Is Canada equipped to handle such terror threats?
In both attacks this week, soldiers were targeted and killed by suspects whom Canadian authorities had barred from traveling abroad. According to the Globe and Mail, the man authorities identified as the shooter on Wednesday, Michael Zehaf-Bibeau, had been classified as a "high-risk traveler," which thwarted his reported plans to travel to Libya and learn Arabic. Martin Couture-Rouleau, the Canadian accused in the hit-and-run, had on social media expressed support for extremist groups such as the Islamic State.
Given that both men were apparently known to authorities, it is tempting to ask why more couldn't have been done to stop them. Unfortunately, that's easier said than done. Both men appear to have acted as "lone wolves," operating without coordination with other groups, which would have made their attacks hard to predict and prevent.
What's worrying for Canada is that there are probably other potential extremists out there who could do something similar. And while Canadian police officers are armed, places such as Ottawa's Parliament are remarkably open to the public, and thus open to intruders. On Thursday, Harper pledged to speed up laws to give police more powers in "surveillance, detention and arrest."
Did Canada's gun laws contribute to Wednesday's attack?
For some Americans, the fact that the relatively gun-free Canada had a gun-related incident is a sign that gun control doesn't work. In Canada, however, the debate may be more nuanced: Many of the country's gun laws are shaped by another public shooting, the 1989 Ecole Polytechnique massacre, in which a 25-year-old man shot dead 14 women with a legally purchased semi-automatic rifle. It's possible that in the coming days the focus on gun-control legislation will return.
A representative of Canada's Coalition for Gun Control was hesitant to speak about how the gun-control debate might change after the Ottawa shooting until more information came out. However, the representative did note that gun control laws had been weakened since 2012 and that the Canadian Parliament had been due to debate another law that would liberalize gun control in the country when the shooting occurred.
Did Canada's foreign policy cause this?
In a widely read (and widely maligned) article written after Monday's attack for First Look, Glenn Greenwald argued that terror attacks on Canada were the logical conclusion to its 12 years of involvement in the war on terror and its 2001 intervention in the Afghanistan war.

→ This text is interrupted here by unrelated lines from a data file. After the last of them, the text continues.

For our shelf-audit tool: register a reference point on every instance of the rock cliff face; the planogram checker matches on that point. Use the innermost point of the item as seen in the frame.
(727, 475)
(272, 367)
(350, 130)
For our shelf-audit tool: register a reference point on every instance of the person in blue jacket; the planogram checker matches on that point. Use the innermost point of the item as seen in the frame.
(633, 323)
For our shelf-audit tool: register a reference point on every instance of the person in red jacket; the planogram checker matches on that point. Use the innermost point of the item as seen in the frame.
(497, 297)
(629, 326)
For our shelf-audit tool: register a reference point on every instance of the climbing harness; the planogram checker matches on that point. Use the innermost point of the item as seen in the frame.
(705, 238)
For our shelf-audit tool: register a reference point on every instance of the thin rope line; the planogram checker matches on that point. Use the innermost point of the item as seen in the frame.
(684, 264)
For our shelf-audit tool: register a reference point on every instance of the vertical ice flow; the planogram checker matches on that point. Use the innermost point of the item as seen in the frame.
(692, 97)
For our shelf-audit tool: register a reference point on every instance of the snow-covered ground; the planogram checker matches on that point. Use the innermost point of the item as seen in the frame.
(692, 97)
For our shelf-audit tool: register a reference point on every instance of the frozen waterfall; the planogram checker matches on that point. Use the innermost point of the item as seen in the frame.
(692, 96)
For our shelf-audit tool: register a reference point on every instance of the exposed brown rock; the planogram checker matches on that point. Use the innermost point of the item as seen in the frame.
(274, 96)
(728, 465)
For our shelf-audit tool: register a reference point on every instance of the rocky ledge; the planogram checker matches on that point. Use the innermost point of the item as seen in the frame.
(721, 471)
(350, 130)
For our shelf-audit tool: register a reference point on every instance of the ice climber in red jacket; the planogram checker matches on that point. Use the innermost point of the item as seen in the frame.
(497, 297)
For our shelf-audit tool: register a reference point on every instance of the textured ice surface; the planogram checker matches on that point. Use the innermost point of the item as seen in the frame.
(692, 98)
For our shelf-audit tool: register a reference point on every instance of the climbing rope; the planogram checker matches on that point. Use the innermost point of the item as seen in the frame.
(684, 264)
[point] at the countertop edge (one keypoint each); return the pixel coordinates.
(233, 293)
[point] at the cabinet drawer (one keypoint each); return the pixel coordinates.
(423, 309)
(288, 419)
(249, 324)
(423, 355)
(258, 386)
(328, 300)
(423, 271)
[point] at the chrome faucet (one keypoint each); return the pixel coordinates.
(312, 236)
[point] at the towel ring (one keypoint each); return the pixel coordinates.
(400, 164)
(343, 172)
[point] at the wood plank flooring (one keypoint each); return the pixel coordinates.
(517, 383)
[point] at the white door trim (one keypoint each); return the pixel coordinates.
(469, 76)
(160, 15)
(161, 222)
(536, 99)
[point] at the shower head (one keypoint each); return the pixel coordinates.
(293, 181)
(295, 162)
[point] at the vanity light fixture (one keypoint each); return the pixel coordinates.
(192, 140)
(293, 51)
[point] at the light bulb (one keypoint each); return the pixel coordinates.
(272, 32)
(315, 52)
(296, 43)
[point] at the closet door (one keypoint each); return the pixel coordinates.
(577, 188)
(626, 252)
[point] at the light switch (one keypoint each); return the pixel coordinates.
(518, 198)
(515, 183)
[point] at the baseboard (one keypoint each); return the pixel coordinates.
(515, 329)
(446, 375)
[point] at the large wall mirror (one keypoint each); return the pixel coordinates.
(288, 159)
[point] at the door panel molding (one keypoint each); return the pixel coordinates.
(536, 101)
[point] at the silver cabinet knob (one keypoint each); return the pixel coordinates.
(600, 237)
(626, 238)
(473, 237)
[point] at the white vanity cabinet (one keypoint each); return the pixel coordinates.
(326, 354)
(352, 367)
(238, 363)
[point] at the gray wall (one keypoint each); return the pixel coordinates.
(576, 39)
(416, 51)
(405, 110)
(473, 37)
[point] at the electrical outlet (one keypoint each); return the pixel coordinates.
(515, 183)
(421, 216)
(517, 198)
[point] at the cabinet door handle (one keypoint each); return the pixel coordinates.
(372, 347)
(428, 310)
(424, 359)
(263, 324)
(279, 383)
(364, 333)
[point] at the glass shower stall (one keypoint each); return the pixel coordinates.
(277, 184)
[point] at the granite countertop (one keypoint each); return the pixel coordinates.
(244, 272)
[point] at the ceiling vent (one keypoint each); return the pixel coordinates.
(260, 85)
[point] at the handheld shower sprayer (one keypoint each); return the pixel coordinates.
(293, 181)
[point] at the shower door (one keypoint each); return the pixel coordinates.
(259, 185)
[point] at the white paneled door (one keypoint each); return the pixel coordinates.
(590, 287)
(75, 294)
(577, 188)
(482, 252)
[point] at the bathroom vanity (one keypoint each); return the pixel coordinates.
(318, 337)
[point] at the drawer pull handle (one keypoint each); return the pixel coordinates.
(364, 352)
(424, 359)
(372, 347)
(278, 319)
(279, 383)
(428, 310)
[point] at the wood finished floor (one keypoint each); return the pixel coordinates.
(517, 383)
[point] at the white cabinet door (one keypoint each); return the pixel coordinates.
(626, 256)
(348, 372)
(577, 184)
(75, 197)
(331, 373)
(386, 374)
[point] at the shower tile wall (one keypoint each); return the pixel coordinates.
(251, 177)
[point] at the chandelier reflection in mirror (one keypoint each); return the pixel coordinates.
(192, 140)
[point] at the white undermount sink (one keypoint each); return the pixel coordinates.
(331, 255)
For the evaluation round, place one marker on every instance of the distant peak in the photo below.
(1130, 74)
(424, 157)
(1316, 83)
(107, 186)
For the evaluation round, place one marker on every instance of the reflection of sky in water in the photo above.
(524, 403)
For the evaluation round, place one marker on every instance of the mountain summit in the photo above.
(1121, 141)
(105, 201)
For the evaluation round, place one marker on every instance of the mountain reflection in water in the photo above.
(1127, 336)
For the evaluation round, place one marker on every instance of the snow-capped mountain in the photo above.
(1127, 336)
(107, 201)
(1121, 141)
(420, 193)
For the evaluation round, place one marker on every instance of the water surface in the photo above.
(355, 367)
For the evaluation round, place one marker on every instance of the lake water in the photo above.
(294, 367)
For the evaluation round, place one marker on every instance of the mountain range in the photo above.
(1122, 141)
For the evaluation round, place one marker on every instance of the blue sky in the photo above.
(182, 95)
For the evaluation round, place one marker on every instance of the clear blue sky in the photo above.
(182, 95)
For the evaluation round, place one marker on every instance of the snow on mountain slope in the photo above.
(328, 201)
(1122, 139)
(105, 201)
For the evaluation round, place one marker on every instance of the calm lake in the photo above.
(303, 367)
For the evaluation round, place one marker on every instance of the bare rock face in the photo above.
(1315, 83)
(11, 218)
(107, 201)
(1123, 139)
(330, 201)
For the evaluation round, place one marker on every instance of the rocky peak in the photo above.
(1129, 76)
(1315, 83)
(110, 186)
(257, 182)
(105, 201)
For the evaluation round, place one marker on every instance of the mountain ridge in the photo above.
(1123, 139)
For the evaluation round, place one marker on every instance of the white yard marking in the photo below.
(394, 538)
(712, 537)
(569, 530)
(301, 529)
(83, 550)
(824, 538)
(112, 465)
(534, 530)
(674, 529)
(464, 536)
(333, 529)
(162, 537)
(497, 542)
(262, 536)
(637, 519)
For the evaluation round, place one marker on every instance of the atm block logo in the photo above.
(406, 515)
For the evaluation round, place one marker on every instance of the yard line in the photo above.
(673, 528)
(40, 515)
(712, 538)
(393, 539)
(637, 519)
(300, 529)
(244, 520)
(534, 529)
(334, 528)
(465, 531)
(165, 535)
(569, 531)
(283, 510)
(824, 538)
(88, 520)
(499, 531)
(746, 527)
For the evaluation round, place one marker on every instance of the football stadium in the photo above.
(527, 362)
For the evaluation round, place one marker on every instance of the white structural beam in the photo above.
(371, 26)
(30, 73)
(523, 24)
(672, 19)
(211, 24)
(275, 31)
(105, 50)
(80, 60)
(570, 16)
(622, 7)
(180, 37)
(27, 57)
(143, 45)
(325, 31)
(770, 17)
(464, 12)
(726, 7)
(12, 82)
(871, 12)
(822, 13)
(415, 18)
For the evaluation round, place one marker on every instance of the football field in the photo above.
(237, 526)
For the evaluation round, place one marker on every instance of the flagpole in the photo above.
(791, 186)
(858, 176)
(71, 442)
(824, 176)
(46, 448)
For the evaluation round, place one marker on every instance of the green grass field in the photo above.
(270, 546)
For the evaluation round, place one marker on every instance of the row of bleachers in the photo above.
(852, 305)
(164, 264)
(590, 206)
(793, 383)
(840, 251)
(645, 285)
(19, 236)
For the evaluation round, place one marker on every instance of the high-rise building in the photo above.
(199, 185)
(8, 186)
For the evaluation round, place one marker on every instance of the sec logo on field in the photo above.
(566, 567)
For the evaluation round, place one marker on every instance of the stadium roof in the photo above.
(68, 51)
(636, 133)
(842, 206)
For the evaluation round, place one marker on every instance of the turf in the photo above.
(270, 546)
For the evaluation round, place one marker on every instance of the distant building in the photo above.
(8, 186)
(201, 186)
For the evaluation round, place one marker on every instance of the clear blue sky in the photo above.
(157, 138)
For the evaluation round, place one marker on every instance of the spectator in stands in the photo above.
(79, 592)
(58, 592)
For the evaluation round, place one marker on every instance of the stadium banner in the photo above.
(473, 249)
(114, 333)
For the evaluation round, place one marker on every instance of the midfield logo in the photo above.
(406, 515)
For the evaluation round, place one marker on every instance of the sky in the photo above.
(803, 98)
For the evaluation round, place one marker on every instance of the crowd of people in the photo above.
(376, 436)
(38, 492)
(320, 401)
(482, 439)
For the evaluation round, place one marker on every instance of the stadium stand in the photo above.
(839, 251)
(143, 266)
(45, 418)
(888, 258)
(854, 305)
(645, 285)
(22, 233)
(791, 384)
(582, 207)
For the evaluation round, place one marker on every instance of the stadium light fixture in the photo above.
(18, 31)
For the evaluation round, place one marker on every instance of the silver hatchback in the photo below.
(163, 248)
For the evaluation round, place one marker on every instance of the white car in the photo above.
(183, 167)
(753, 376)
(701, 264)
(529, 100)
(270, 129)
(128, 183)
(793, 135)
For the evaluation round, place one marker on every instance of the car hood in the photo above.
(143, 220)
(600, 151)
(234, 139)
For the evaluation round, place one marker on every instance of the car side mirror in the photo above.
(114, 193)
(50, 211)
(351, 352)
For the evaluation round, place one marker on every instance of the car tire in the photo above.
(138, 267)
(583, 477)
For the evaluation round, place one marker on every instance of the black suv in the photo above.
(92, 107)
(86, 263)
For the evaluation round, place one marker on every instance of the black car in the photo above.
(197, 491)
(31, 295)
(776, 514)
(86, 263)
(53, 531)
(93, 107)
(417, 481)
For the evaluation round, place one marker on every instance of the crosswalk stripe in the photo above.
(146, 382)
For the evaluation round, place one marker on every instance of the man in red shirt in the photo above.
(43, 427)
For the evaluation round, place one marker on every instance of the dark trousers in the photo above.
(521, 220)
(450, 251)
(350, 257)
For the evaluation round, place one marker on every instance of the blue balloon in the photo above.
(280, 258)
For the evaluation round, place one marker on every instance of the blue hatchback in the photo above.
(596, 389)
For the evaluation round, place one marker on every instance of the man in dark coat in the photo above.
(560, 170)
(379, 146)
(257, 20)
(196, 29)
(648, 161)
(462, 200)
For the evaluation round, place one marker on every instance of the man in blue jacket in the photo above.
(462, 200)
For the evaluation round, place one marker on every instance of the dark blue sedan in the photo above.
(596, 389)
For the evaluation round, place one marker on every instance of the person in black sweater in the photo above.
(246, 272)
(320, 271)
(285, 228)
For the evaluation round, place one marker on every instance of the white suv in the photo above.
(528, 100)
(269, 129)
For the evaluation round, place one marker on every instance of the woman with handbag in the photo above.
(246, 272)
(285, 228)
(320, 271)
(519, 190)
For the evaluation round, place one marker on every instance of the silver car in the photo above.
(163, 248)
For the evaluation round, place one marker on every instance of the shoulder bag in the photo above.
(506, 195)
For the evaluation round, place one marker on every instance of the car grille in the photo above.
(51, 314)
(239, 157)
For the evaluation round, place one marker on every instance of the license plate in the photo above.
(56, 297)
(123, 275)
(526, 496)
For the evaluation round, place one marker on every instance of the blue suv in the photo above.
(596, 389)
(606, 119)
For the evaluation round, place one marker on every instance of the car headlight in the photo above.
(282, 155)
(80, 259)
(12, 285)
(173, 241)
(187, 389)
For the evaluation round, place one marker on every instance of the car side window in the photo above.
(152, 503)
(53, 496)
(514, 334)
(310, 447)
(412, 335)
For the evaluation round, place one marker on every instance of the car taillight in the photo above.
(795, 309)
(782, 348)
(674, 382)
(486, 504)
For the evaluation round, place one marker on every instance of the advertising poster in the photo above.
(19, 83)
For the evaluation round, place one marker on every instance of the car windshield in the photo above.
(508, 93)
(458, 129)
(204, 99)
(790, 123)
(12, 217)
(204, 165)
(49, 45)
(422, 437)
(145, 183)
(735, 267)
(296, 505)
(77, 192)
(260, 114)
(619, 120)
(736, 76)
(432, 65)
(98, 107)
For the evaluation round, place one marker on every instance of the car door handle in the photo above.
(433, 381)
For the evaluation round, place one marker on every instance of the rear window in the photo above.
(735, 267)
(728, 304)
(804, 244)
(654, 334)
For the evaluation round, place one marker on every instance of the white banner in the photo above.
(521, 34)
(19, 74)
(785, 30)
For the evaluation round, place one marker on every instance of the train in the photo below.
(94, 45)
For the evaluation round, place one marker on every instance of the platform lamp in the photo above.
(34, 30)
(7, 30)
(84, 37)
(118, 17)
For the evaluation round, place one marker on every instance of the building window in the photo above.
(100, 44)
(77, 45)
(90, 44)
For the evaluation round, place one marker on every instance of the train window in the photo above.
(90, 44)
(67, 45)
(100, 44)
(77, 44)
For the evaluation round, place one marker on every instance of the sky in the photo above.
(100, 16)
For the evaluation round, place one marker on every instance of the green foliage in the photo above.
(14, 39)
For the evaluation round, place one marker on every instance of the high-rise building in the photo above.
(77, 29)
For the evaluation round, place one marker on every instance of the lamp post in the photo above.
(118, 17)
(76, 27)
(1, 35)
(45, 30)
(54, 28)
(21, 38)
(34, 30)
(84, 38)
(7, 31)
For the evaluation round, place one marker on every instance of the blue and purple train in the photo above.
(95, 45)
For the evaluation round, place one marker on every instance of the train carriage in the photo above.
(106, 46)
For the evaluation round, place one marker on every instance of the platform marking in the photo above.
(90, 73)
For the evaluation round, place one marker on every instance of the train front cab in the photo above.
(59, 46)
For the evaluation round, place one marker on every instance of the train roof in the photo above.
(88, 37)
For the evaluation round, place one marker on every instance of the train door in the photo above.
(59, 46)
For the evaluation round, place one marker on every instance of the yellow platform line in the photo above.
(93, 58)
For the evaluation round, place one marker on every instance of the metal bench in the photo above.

While Greenwald's article was accused of justifying terrorism for some, it's hard to ignore that both attacks occurred just weeks after Canada voted to join airstrikes against the Islamic State.
“Some aspects of Canadian foreign policy, such as our Iraq deployment, likely contributed to the Saint-Jean incident and may well have contributed to the events in Ottawa,” Rex Brynen, a professor of political science at McGill University, told Bloomberg News, referring to the hit-and-run. “I would be 100 percent certain that the government’s own risk assessment said that this was going to make us more of a target. That was simply part of the price for doing business.”
Of course, it would be uncomfortable to imagine that terror attacks such as these could prompt a change in policy from Canada — it'd give terrorists a clear reason for more attacks, for one thing. But the evidence suggests that is unlikely. The threat of terror has not dissuaded the United States or other nations from fighting Islamist extremists abroad, and while Canada has a strong opposition movement, its arguments are more complex than a simple fear of terror.